You have a system of $k$ equations in two variables, $k\geq 2$. Explain the geometric significance of

No solution.
A unique solution.
An infinite number of solutions.

Exercise $\PageIndex{4}$

Consider the following augmented matrix in which $\ast$ denotes an arbitrary number and $\blacksquare$ denotes a nonzero number. Determine whether the given augmented matrix is consistent. If consistent, is the solution unique? \[\left[ \begin{array}{ccccc|c} \blacksquare & \ast & \ast & \ast & \ast & \ast \\ 0 & \blacksquare & \ast & \ast & 0 & \ast \\ 0 & 0 & \blacksquare & \ast & \ast & \ast \\ 0 & 0 & 0 & 0 & \blacksquare & \ast \end{array} \right]\]

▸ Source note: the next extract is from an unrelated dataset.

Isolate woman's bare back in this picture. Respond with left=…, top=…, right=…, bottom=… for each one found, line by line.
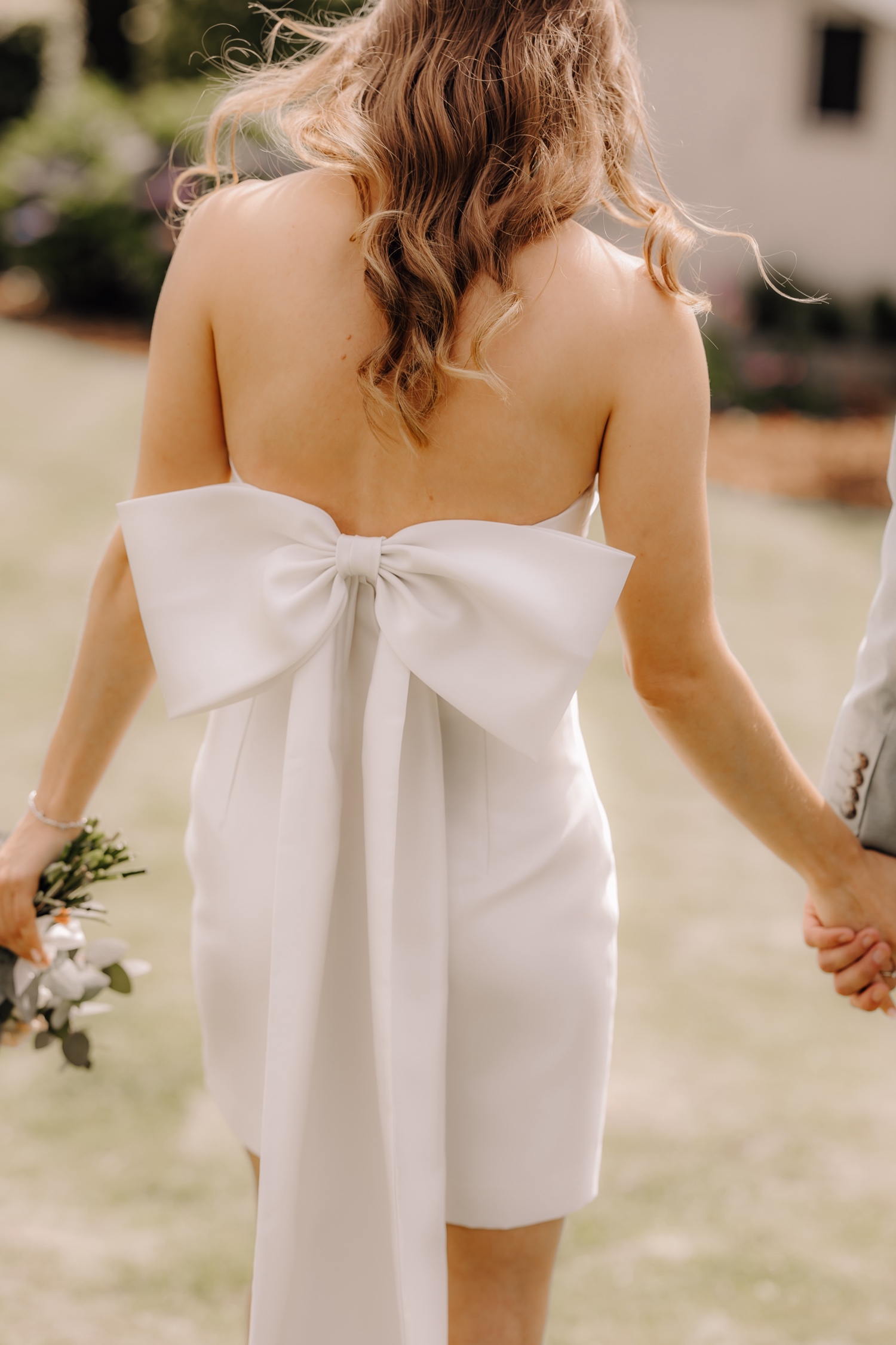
left=134, top=171, right=678, bottom=535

Answer: The solution exists but is not unique.

Exercise $\PageIndex{5}$

Consider the following augmented matrix in which $\ast$ denotes an arbitrary number and $\blacksquare$ denotes a nonzero number. Determine whether the given augmented matrix is consistent. If consistent, is the solution unique? \[\left[ \begin{array}{ccc|c} \blacksquare & \ast & \ast & \ast \\ 0 & \blacksquare & \ast & \ast \\ 0 & 0 & \blacksquare & \ast \end{array} \right]\]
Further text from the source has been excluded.